A boat called Sainte Luce pulled up next to us last week, three kids and their parents. We'd met them for the first time six months ago in Antigua, they were the first cruising family in the Caribbean who we'd met from the UK. Since then, we've discovered that this family is easily the most adventurous family we've met so far on this voyage. They've been everywhere and a lot of the time twice. We hear from them every once in a while. They plug in and write us an email, telling where they've been and where they're going and they always ask us if we want to come too. 'Well, we didn't cross the Atlantic like you you did. We bought our boat here,' they take turns saying as if this explains everything. Ok, but a lot of us who have sailed across an ocean don't go anywhere once we get here. Anchored into the sand, attached onto mooring buoys or stuck to the end of a pontoon, Grenada is full of these boats. And I smile ruefully when I say it but after meeting this adventurous family again last week, I think it's time to include Quest on this list. 

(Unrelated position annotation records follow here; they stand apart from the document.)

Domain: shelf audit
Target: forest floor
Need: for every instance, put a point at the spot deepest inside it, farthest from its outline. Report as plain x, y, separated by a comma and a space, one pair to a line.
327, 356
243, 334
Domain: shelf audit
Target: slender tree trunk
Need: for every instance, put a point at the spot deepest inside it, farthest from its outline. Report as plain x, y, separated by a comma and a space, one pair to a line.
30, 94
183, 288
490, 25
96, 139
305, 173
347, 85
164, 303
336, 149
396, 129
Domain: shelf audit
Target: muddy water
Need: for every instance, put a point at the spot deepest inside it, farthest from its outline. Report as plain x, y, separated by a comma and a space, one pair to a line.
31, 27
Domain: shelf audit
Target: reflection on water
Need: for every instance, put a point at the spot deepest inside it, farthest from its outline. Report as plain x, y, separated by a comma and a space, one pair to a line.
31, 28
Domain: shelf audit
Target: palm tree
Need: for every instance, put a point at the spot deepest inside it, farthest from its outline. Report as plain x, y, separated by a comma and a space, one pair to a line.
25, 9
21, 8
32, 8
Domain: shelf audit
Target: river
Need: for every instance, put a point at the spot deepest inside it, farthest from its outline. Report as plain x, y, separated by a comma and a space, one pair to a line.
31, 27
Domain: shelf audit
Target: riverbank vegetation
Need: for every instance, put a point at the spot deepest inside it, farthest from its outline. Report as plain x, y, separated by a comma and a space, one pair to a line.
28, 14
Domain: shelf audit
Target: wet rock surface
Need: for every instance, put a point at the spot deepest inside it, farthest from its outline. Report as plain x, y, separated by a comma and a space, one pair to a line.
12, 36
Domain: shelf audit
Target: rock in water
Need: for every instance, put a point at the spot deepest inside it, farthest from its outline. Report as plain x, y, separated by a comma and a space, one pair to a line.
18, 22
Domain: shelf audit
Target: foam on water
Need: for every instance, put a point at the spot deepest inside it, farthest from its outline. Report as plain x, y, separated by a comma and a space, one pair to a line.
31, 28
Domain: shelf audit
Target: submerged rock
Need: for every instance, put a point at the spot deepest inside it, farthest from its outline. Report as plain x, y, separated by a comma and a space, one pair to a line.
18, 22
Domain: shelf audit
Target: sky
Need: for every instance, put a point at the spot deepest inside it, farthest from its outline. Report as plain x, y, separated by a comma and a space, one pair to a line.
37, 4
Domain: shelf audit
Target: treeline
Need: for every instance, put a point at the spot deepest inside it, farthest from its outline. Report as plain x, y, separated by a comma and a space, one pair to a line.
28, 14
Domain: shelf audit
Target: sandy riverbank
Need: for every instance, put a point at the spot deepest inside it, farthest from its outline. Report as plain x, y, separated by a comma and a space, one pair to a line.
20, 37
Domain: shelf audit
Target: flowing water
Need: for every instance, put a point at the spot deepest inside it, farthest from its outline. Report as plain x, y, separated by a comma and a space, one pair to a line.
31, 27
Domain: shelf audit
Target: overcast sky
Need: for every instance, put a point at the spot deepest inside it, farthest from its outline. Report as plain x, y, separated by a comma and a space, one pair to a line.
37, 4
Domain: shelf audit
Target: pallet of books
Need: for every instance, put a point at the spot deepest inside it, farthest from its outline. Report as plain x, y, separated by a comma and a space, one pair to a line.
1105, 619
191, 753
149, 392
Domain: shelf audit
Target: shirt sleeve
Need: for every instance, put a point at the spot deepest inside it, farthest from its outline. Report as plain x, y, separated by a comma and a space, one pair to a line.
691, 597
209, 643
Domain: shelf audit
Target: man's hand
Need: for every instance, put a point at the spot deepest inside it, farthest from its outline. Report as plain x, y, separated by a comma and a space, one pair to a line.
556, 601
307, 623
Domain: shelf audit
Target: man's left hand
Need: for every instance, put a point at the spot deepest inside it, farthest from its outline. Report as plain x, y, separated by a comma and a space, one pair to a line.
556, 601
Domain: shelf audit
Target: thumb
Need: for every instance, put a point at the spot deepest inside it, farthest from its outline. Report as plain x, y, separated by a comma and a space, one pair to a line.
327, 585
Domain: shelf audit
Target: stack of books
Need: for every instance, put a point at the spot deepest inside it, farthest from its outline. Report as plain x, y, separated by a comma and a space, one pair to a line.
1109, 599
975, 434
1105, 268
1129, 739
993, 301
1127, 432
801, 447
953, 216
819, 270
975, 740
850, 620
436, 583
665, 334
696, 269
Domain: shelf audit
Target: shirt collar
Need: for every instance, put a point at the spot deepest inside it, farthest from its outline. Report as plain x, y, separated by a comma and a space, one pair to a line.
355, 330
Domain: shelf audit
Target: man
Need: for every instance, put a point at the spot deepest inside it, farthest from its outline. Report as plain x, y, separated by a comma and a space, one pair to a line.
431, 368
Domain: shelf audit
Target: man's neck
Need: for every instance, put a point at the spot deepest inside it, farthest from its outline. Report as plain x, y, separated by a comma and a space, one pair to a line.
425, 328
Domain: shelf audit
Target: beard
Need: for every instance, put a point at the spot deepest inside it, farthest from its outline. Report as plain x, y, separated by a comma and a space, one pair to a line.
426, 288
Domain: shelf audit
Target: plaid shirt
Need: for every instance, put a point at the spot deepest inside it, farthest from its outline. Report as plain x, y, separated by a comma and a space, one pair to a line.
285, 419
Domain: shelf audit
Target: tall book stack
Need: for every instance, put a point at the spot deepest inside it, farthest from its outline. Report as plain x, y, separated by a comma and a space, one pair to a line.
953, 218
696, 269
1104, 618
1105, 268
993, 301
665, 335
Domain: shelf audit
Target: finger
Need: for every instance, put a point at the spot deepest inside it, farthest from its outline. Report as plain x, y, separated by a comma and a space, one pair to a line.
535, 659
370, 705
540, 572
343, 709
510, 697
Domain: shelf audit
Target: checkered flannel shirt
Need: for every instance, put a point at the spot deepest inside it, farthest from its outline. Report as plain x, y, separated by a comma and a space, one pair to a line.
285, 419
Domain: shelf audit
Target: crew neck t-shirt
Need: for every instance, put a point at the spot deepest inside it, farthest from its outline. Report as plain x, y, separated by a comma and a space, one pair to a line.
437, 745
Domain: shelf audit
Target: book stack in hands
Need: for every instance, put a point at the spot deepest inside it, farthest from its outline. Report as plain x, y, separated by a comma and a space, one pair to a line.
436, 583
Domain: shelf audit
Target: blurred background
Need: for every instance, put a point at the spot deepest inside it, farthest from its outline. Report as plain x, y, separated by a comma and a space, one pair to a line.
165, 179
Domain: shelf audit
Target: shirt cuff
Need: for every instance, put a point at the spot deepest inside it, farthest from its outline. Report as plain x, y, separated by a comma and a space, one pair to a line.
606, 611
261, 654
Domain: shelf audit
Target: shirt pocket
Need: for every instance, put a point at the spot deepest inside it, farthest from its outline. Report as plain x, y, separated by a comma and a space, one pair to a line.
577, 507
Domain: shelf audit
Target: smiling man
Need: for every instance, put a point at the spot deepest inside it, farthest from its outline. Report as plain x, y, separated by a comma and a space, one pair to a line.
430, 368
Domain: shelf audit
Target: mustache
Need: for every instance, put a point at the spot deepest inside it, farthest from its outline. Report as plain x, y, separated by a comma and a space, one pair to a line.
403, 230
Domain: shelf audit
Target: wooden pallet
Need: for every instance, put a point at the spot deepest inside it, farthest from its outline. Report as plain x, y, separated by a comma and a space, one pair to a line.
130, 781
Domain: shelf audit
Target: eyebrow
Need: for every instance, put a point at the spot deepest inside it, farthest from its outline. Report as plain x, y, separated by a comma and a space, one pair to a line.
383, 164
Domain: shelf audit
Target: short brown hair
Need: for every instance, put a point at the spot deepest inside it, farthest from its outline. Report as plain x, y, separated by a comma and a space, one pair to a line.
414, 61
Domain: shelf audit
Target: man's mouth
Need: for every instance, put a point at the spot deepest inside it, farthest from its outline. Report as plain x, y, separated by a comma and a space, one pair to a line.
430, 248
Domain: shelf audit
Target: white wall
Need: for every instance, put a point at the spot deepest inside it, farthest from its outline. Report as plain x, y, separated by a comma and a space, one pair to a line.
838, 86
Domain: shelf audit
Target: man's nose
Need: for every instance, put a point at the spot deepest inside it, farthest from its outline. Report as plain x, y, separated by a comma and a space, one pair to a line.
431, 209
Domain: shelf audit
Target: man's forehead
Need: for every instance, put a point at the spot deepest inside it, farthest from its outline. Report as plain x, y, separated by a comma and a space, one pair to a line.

Is this a bad thing? I've always thought that cruising with children creates its own conditions. Not quite bed at eight-thirty but with an element of compromise. Kids like routine, right? We’re all told it when we leave hospital along with our newborns, a car seat, a hospital wristband and fear in our eyes. The thing is, when I was a kid I can't ever remember liking routine. At no point do I remember thinking, God, I love my eight-thirty bedtime. Most of my best memories revolve around the things that weren't the norm, the staying-up late, the roller skating in the dark, showering in thunderstorms. Perhaps I'm confusing routine with stability. Who knows. For sure, kids like stability when it comes to their loved ones and their security. When we left Wales, we left with a kid who said not long before we left that she has 'dance in her heart.' We were driving to dance class and she was looking out the window at a technicolor Welsh green field and she said it, without looking at me, that if you took away dance, then her heart could well stop. With dead seriousness. I smiled at the time but here we are over a year later, a dancing Quest, sailing round the Caribbean looking for dance schools. Well, what's a parent to do? Make her heart stop? Still, this doesn't lend itself to a copious amount of movement in our mix. We are just not the adventuring family who pulled up their anchor to leave just two days after they'd arrived and about twelve hours after our kids had established themselves as firm friends. Nice kids too. I want to go too, I heard myself thinking while they were retreating into the horizon. Like a little popping bubble.